The cornea is a clear protective lens on the front of the eye through which light enters the eye. Before this study, scientists believed the cornea to be comprised of five layers. These layers, from front to back are the corneal epithelium, Bowman’s layer, the corneal stroma, Descemet’s membrane and the corneal endothelium.
The new layer, described in the journal Ophthalmology, is located at the back of the cornea between the corneal stroma and Descemet’s membrane. The whole cornea is approximately 550 microns, or 0.5 mm, thick, with the newly discovered layer making up about 15 microns. Despite its relative thinness, the Dua’s layer is incredibly tough and strong enough to be able to withstand one and a half to two bars of pressure.
To prove the existence of the layer, the researchers simulated human corneal transplants and grafts using eyes donated to eye banks for research purposes. They injected tiny bubbles into the cornea, gently separating the different layers.
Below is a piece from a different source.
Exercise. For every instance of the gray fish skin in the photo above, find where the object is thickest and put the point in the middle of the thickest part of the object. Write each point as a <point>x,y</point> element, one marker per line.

The separated layers were then subjected to electron microscopy, which allowed the scientists to study them at many thousand times their actual size.
By understanding the location and properties of the Dua’s layer, surgeons will be better able to identify where in the cornea these bubbles are occurring. The scientists being able to inject a bubble next to the Dua’s layer means that the layer’s strength will make it less prone to tearing. This means a better outcome for the patient.
This discovery will advance understanding for scientists and doctors about the number of diseases of the cornea, including corneal hydrops, a bulging of the cornea caused by fluid build-up that occurs in patients with keratoconus (conical deformity of the cornea.